CPU Cuda slows down rendering

Good morning (o;

I always thought that when I enable CUDA in preferences for CPU and GPU the rendering would be much faster…but to my surprise a sample scene from materialiq showed something else:

CPU: 1950X
GPU: RTX2080

CPU only: 09:06.08

GPU only: 04:22.13

CPU/GPU: 04:28.17

Is there an option to set the maximum number of cores blender will use for rendering?
Or is it just better to always turn off CPU CUDA support?

Performance->threads, after doing that I also set affinity in windows task manager to one core less.
Also, 6 seconds is not a lot. If the last rendered tile was a hyperthreaded core and it stared right before one-to-last ended then it took some time to render it. It will be fixed when we finally get the feature of one tile for all threads.

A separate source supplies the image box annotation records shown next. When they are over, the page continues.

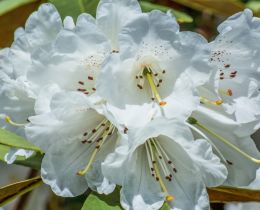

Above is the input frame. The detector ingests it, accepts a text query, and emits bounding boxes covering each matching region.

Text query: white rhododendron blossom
[102,118,227,210]
[97,11,210,118]
[0,0,141,163]
[210,10,260,124]
[187,10,260,186]
[25,92,123,197]
[0,4,62,133]
[0,0,260,210]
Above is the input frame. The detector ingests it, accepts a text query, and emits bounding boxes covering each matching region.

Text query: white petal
[41,139,90,197]
[25,92,104,151]
[5,149,34,164]
[193,106,260,186]
[121,148,163,210]
[186,139,228,187]
[63,16,75,30]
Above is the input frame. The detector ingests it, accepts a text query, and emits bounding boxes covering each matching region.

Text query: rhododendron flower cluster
[0,0,260,210]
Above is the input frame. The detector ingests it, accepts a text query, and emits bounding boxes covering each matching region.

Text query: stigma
[200,97,224,106]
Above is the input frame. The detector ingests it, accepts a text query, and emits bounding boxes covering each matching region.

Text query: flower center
[135,56,167,106]
[145,138,177,202]
[77,119,116,176]
[77,53,105,95]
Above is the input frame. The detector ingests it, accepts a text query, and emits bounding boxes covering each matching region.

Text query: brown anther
[226,160,233,165]
[224,64,230,68]
[137,84,143,90]
[112,50,119,53]
[159,101,167,106]
[124,127,128,134]
[227,89,233,96]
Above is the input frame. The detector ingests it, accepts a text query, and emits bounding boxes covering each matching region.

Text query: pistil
[188,117,260,165]
[200,97,224,106]
[145,70,167,106]
[145,139,174,202]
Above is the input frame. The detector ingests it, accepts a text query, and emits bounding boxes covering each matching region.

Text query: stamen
[147,140,174,202]
[190,120,260,164]
[219,88,233,96]
[200,97,224,106]
[5,116,28,127]
[146,72,167,106]
[77,124,114,176]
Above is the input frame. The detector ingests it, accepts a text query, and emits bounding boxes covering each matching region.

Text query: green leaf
[14,153,43,170]
[81,188,122,210]
[0,0,38,15]
[0,177,42,206]
[49,0,99,21]
[81,186,171,210]
[0,144,43,170]
[208,186,260,203]
[140,1,193,23]
[0,144,10,161]
[0,129,42,153]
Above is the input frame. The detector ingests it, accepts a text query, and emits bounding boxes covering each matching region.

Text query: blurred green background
[0,0,260,48]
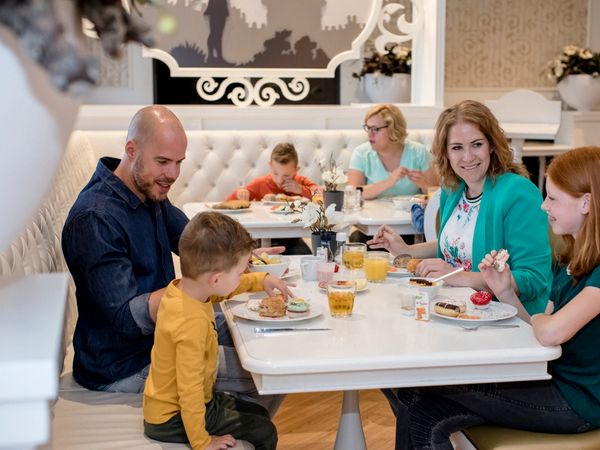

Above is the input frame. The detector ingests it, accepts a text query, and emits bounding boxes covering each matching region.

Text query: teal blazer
[438,173,552,314]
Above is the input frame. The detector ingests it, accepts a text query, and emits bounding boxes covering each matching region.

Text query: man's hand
[235,188,250,201]
[263,274,296,300]
[206,434,236,450]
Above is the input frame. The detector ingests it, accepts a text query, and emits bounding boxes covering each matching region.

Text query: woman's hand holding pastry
[367,225,409,256]
[263,274,296,300]
[235,188,250,201]
[478,250,514,300]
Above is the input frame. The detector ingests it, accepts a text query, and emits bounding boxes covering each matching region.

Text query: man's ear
[580,192,592,214]
[125,139,137,160]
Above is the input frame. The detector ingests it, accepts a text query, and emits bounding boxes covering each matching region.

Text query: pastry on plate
[212,200,250,209]
[406,258,422,273]
[258,296,286,318]
[287,297,310,313]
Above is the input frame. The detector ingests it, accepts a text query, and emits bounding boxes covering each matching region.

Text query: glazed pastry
[434,302,467,317]
[288,297,310,313]
[258,296,286,317]
[406,259,422,273]
[494,249,510,272]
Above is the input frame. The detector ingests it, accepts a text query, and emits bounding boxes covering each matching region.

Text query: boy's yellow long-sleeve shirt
[144,273,266,449]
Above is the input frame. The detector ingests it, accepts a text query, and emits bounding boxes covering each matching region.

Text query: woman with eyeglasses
[348,104,439,200]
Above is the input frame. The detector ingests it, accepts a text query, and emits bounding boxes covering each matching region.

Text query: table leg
[334,391,367,450]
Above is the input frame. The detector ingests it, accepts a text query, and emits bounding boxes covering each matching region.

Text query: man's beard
[131,158,167,202]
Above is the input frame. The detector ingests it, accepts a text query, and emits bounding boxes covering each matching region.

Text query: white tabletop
[183,200,415,239]
[223,258,561,394]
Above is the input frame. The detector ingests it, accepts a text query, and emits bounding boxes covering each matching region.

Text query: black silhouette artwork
[204,0,229,63]
[161,0,370,69]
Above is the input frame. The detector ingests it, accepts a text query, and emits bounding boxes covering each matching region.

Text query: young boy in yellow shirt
[144,212,277,450]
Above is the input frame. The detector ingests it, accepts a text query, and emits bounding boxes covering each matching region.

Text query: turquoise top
[548,266,600,426]
[350,140,432,197]
[438,173,552,314]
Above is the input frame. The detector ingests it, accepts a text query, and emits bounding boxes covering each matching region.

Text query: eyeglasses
[363,124,388,134]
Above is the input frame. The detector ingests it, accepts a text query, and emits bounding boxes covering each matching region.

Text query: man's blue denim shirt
[62,158,188,389]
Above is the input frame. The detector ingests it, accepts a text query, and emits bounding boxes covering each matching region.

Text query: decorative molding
[196,77,310,106]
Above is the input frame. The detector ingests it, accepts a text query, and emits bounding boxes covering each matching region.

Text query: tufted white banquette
[81,130,433,207]
[0,125,432,450]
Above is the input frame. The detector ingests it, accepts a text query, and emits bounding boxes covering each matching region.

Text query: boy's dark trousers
[144,392,277,450]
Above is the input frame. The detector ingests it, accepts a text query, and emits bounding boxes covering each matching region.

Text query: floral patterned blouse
[440,192,483,272]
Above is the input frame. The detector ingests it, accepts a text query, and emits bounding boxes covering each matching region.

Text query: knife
[254,327,331,333]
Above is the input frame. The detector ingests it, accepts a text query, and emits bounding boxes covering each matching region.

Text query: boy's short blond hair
[179,211,256,279]
[271,142,298,167]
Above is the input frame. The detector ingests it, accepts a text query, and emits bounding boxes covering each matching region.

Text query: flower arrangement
[291,200,345,233]
[352,44,412,79]
[548,45,600,83]
[318,153,348,191]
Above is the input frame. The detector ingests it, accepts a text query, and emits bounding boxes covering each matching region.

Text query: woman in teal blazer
[368,100,552,314]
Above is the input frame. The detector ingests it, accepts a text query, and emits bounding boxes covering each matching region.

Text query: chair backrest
[423,189,440,242]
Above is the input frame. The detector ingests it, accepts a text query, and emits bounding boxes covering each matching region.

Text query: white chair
[485,89,561,162]
[423,189,440,242]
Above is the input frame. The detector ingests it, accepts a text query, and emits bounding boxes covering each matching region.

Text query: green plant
[548,45,600,83]
[352,44,412,79]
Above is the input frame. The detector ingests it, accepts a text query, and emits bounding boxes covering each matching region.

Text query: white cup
[398,286,417,316]
[300,256,323,281]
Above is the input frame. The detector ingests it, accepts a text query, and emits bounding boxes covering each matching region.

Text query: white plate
[281,267,300,279]
[231,302,323,323]
[209,206,250,214]
[431,299,517,323]
[269,209,296,215]
[388,267,415,278]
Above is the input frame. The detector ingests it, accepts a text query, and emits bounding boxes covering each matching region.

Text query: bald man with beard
[62,105,289,412]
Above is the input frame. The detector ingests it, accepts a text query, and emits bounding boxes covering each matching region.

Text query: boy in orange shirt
[227,142,319,201]
[144,212,277,450]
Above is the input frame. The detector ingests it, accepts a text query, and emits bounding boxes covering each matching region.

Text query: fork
[459,323,520,331]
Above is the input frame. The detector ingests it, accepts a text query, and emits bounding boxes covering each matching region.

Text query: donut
[288,297,310,313]
[434,302,467,317]
[258,296,286,317]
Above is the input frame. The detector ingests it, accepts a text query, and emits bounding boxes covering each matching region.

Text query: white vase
[363,73,410,103]
[558,74,600,111]
[0,27,79,252]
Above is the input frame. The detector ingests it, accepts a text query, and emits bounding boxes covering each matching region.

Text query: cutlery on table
[254,327,331,333]
[459,323,520,331]
[431,267,465,283]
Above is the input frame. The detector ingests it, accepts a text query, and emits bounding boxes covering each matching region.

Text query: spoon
[431,267,465,283]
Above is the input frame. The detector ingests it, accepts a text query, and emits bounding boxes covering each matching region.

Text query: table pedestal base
[334,391,367,450]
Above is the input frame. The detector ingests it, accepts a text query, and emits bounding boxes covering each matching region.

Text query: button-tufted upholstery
[0,125,433,450]
[85,126,433,207]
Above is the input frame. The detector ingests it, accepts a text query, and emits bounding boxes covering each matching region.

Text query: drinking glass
[365,252,389,283]
[327,281,356,317]
[342,242,367,269]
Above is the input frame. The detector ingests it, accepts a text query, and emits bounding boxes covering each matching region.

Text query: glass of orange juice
[327,281,356,317]
[342,242,367,269]
[365,252,389,283]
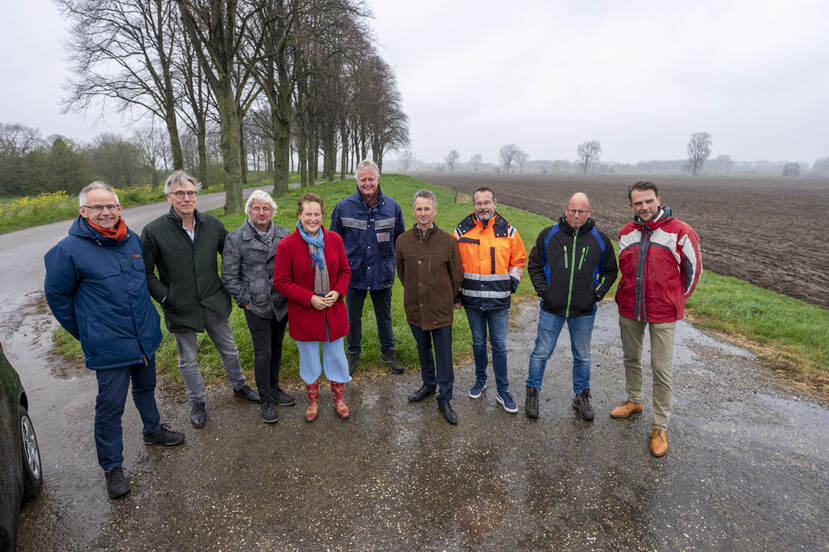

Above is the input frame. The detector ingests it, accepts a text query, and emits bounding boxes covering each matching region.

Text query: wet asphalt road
[0,198,829,551]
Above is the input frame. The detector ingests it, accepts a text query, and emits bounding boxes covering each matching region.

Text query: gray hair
[245,190,276,214]
[78,180,120,207]
[164,170,201,194]
[412,189,438,209]
[354,159,380,179]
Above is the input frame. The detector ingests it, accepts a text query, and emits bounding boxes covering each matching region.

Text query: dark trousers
[95,357,161,471]
[409,324,455,402]
[345,288,395,355]
[245,310,288,402]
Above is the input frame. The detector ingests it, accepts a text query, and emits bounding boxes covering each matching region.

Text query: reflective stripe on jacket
[455,212,527,311]
[331,185,406,289]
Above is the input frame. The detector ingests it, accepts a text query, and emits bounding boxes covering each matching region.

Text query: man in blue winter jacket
[331,159,406,374]
[45,182,184,498]
[524,192,619,421]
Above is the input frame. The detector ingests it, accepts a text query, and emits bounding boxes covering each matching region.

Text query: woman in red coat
[273,193,351,422]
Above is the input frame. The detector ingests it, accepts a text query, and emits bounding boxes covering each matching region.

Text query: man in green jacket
[141,171,259,428]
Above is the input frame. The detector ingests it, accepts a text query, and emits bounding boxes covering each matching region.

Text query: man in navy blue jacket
[45,182,184,498]
[331,159,406,374]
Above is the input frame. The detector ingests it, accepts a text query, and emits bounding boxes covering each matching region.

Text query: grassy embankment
[0,173,284,234]
[58,175,829,390]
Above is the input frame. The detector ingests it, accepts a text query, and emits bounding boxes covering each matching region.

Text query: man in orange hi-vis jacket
[455,187,527,414]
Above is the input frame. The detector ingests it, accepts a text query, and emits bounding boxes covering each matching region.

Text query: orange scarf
[86,217,127,241]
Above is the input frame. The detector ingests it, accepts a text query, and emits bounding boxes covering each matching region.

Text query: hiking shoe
[610,401,642,418]
[262,401,278,424]
[347,353,360,376]
[524,385,538,418]
[469,380,486,399]
[233,384,262,402]
[380,349,403,374]
[144,424,184,447]
[495,391,518,414]
[648,429,668,458]
[190,403,207,428]
[273,387,296,406]
[573,389,593,422]
[104,466,130,498]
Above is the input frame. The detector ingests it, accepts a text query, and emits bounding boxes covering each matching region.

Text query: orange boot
[305,381,320,422]
[331,381,350,419]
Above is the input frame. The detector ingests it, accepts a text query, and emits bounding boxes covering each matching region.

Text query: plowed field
[416,174,829,308]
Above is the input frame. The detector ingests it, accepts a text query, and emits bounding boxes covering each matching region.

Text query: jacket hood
[558,215,596,236]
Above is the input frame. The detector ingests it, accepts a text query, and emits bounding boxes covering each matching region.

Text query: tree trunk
[216,88,242,215]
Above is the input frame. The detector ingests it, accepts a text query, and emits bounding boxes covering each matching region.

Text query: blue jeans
[464,308,509,392]
[95,356,161,471]
[527,309,596,395]
[409,324,455,402]
[345,287,395,355]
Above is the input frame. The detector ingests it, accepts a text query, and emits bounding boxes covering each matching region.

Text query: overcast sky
[0,0,829,163]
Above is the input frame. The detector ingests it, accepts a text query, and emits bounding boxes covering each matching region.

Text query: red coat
[273,228,351,341]
[616,206,702,323]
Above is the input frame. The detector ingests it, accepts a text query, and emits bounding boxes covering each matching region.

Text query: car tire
[17,406,43,501]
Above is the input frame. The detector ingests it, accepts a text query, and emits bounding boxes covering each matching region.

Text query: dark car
[0,345,43,551]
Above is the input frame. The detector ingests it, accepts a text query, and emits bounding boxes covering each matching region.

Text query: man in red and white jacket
[610,182,702,457]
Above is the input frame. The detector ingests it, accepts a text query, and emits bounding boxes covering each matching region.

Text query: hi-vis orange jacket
[455,212,527,311]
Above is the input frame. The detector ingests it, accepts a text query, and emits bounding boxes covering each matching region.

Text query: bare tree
[498,144,523,172]
[55,0,184,168]
[175,0,264,214]
[469,153,483,171]
[576,140,602,174]
[446,150,461,172]
[133,126,167,188]
[400,148,414,172]
[688,132,711,175]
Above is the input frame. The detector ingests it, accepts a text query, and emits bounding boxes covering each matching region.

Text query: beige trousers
[619,316,676,430]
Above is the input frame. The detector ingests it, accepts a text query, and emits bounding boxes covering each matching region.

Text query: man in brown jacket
[395,190,463,425]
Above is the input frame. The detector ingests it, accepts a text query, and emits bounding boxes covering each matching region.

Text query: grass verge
[56,175,829,392]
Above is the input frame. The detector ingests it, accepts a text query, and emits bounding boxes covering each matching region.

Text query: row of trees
[56,0,408,213]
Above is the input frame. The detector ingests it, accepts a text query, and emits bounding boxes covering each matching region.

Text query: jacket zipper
[564,228,584,318]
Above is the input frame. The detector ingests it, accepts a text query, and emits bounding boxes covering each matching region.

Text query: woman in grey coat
[222,190,296,423]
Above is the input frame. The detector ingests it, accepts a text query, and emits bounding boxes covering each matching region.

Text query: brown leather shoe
[610,401,642,418]
[649,429,668,458]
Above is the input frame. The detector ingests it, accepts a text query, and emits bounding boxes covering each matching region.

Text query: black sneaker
[273,387,296,406]
[380,349,403,374]
[524,385,538,418]
[233,384,262,402]
[104,466,130,498]
[144,424,184,447]
[573,389,593,422]
[190,403,207,428]
[262,401,279,424]
[348,353,360,376]
[438,401,458,425]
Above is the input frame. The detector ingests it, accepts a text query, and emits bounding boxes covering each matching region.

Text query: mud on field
[416,174,829,308]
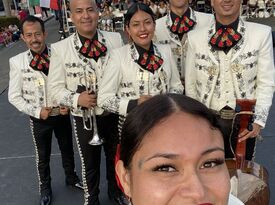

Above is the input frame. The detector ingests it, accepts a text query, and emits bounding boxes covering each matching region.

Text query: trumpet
[82,70,103,145]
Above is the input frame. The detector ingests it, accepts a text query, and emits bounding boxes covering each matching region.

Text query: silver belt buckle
[49,107,60,116]
[219,109,235,120]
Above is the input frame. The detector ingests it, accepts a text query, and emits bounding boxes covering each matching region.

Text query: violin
[226,99,270,205]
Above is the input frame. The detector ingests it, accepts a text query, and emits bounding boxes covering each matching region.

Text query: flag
[29,0,40,6]
[28,0,59,10]
[50,0,61,10]
[40,0,51,8]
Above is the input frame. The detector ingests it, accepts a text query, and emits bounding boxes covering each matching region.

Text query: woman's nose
[178,172,206,203]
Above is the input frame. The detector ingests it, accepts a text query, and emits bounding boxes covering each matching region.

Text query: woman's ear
[116,160,131,198]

Played around with thread settings…only gets worse (o;

But…originally this sample scene uses a tile size of 128x128…so I lowered it and voilà (o;

32T GPU 128x128: 04:28.17
32T GPU 96x96; 04:08.20
32T GPU 64x64: 03:23.40
32T GPU 48x48: 03:06.26
32T GPU 32x32: 02:58.39
32T GPU 24x24: 02:58.26
32T GPU 16x16: 03:02.43

Seems 32x32/24x24 is the best tile size…maybe just for this scene…but a huge time savement :wink:

1 Like

32x32 is suggested for all scenes since cpu+gpu introduction.

I ought to test this again, but I believe that:

  1. CPU is faster with small tile size (eg 32x32 )
  2. GPU is faster with large tile size (eg 256x256)

So, for CPU + GPU, you cannot have both so have to pick one.

The last tests I did I concluded that working GPU only with large tile size was best for me.

(V2.79 nightly)

BR
JN

I think Cycles is faster for small tile sizes now even without CPU+GPU in many cases, but it can vary both because of your scene and your hardware.

Small tiles with the CPU added mainly helps to avoid the faster GPU being idle at the end of the render.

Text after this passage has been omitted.